MHB Trigonometric Simplification for Projectile Motion Equation

[Theia]

Hi!

Long ago (more than 5 years now, actually) I got stuck with a trigonometrig formula and I haven't been able to got the point. I had an equation (with respect to $$f$$):

$$(r - a)L^2 + r\tan \alpha \cos f \cdot L + a\tan^2 \alpha = 0$$,

where

$$L = \sin f - \tan \alpha \cos f$$.

According to my partially lost notes, some CAS has been simplified this into

$$\tfrac{1}{2} \sec ^2 \alpha \sin f [(2a - r)\sin (2\alpha - f) + r\sin f] = 0$$.
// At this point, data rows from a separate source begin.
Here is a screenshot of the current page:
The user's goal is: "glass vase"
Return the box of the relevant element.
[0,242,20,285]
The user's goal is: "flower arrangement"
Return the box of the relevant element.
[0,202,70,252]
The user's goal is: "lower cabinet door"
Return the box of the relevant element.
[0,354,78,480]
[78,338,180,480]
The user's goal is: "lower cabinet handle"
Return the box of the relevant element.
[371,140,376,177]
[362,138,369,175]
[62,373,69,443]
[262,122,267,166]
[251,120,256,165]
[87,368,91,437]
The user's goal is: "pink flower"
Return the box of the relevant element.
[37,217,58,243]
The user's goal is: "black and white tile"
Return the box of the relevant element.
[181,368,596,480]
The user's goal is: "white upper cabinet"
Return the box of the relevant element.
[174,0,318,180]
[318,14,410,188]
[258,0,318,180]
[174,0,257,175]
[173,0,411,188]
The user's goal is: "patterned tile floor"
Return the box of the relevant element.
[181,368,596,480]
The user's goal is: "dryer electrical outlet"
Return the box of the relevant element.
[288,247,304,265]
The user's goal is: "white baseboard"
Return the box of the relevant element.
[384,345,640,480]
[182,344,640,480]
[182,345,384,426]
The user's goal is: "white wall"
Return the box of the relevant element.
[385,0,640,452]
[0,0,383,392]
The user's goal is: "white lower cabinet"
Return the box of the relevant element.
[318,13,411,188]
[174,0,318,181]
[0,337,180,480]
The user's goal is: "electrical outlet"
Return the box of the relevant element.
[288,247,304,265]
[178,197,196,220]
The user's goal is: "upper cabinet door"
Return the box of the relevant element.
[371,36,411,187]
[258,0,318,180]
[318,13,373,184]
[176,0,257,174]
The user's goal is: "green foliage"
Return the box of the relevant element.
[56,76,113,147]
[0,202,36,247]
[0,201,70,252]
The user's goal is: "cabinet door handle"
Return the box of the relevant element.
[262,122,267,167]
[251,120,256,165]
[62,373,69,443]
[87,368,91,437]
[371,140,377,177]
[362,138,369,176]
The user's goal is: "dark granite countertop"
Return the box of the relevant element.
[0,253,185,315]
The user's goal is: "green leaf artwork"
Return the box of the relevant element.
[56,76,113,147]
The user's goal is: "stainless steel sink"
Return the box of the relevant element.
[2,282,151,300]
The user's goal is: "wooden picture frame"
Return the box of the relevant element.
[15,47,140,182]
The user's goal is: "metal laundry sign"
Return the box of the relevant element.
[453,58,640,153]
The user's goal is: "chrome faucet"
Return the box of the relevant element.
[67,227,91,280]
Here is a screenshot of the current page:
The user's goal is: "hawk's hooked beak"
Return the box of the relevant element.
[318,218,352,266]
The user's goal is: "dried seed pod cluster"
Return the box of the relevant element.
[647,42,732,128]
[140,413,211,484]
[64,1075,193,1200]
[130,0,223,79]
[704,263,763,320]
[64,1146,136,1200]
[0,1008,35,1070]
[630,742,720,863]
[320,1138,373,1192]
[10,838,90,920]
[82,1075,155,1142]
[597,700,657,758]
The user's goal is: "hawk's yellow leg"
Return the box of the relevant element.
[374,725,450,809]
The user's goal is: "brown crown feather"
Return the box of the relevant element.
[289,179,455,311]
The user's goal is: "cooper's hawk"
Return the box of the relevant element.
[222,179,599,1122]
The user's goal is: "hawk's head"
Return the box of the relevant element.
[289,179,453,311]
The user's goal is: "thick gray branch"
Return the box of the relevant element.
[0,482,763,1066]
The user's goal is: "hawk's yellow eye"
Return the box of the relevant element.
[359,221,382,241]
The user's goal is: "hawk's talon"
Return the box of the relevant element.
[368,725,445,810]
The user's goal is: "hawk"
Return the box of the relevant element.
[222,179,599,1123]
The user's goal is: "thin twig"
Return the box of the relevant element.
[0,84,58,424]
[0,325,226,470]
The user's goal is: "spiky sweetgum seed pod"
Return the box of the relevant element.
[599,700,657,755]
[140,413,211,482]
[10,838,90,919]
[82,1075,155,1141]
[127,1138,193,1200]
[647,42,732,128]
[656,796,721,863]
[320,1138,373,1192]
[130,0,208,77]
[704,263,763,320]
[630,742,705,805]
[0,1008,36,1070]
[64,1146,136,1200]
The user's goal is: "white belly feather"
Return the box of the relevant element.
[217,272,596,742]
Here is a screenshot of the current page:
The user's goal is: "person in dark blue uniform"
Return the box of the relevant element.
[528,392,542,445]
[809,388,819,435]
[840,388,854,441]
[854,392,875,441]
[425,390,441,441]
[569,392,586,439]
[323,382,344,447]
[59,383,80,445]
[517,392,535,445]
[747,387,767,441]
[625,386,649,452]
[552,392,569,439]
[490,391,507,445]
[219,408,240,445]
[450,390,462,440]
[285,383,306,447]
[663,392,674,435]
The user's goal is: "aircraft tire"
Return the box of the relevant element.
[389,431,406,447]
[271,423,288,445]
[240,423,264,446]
Now I'd like to ask you, is this true at all? And if it is true, what tricks(?) were used? Thank you so much! ^^

 

[I like Serena]

Hi!

Long ago (more than 5 years now, actually) I got stuck with a trigonometrig formula and I haven't been able to got the point. I had an equation (with respect to $$f$$):

$$(r - a)L^2 + r\tan \alpha \cos f \cdot L + a\tan^2 \alpha = 0$$,

where

$$L = \sin f - \tan \alpha \cos f$$.

According to my partially lost notes, some CAS has been simplified this into

$$\tfrac{1}{2} \sec ^2 \alpha \sin f [(2a - r)\sin (2\alpha - f) + r\sin f] = 0$$.

Now I'd like to ask you, is this true at all? And if it is true, what tricks(?) were used? Thank you so much! ^^

Hey Theia! ;)

Let's see...
$$(r - a)(\sin f - \tan α \cos f)^2 + r\tan α \cos f \cdot (\sin f - \tan α \cos f) + a\tan^2 α = 0 \\
(r-a)(\sin^2 f - 2\tan α \sin f\cos f + \tan^2α \cos^2 f) + r\tan α \cos f \sin f - r\tan^2 α \cos^2 f + a\tan^2 α = 0 \\
(2a-r)\tan α \cos f \sin f + a(-\sin^2 f - \tan^2α \cos^2 f + \tan^2 α)+ r\sin^2 f = 0 \\
(2a-r)\tan α \cos f \sin f + a(-\sin^2 f + \tan^2 α(1 - \cos^2 f )) + r\sin^2 f = 0 \\
(2a-r)\tan α \cos f \sin f - a (1 - \tan^2 α)\sin^2 f + r\sin^2 f = 0 \\
\frac 12 \sec^2 α \sin f\Big[(2a-r)2\sin α \cos α\cos f - 2a (\cos^2 α - \sin^2 α)\sin f + 2r\cos^2 α\sin f \Big] = 0 \\
\frac 12 \sec^2 α \sin f\Big[(2a-r)(2\sin α \cos α\cos f - (\cos^2 α - \sin^2 α)\sin f) - r (\cos^2 α - \sin^2 α)\sin f + 2r\cos^2 α\sin f \Big] = 0 \\
\frac 12 \sec^2 α \sin f\Big[(2a-r)(\sin 2α \cos f - \cos 2α\sin f) + r (\cos^2 α + \sin^2 α)\sin f \Big] = 0 \\
\frac 12 \sec^2 α \sin f\Big[(2a-r)\sin(2α - f) + r \sin f \Big] = 0 \\
\sin f = 0 \quad\vee\quad (2a-r)\sin(2α - f) + r \sin f = 0 \\
$$
The "tricks" that we've used are:
$$
\cos^2 α + \sin^2 α = 1 \\
\sin 2α = 2\sin α\cos α \\
\cos 2α = \cos^2 α - \sin^2 α \\
\sin(α-β)=\sin α\cos β - \cos α \sin β
$$

 

[Theia]

Wow! Thank you so much! It looks like the key was some not so obvious manipulations to the equation. *wonders why it is so difficult to add 0 sometimes... :D *

As a side note, this equation was part of my study how to describe projectile motion under Newtonian $$-\gamma \tfrac{Mm}{r^2}$$ gravity (e.g. on Moon) without messing too much with celestial mechanics. Everything else went smoothly, except this simplification... But once the numerics worked, I didn't pay attention to it until now. :D Thank you again!